Step 5: Incorporate Rule Compliance Checks

Add a column or checkbox labeled “Rule Followed?” for each trade. This helps you track if you’ve broken a max loss rule, traded during restricted hours, or violated risk limits. If you find 90% of your bad trades came from rule breaks, that’s where your fix starts.

Step 6: Use Visual Elements

Include screenshots of your trades. Annotate them to show where you entered, where you exited, and what you were thinking. This visual memory builds stronger learning than just numbers alone.

Step 7: Record Your Emotions

Mark each trade with your emotional state at the time: confident, anxious, revengeful, focused, fearful. Over time, patterns will emerge—showing whether emotions are sabotaging or supporting your trading performance.

Step 8: Plan Review Days

Set a specific day each week to review your journal. Look for:

  • Repeating mistakes
  • Missed opportunities
  • Winning patterns
  • Slippage or execution issues

This is where real growth happens. Don’t skip it.

Step 9: Customize for Your Trading Style

A swing trader might need space for macro analysis and multi-day tracking. A scalper needs rapid-fire trade logs and tighter metrics. Customize your journal layout based on your strategy.

Step 10: Add Checklists

Use a pre-trade checklist and post-trade checklist in your journal:

  • Did the setup meet all criteria?
  • Was my stop-loss in the correct place?
  • Did I size my position correctly?
  • Did I stick to my strategy?
  • Was there a news release nearby?

This keeps you honest and reinforces disciplined habits.

Step 11: Archive Your Best Trades

Include a section where you store your best setups.

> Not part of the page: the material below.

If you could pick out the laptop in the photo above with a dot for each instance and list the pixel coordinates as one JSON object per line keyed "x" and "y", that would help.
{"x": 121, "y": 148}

These should be trades where you followed the rules and executed cleanly, regardless of whether they won or lost. Review these before each trading day to re-anchor yourself.

Step 12: Include a Daily Affirmation or Focus

Start each journal entry with an affirmation or goal, such as:

  • “I will only take high-quality setups.”
  • “I will accept full risk on each trade.”
  • “I will not deviate from my plan.”

This keeps your mindset aligned with long-term success—not short-term wins.

Final Notes

Setting up a trading journal for your prop firm account isn’t a formality—it’s a foundation. Whether you use a printable planner or an advanced tracking app, what matters is consistent use. The journal becomes your roadmap, your teacher, and your accountability partner. Set it up right from day one, and you’ll increase your odds of passing dramatically.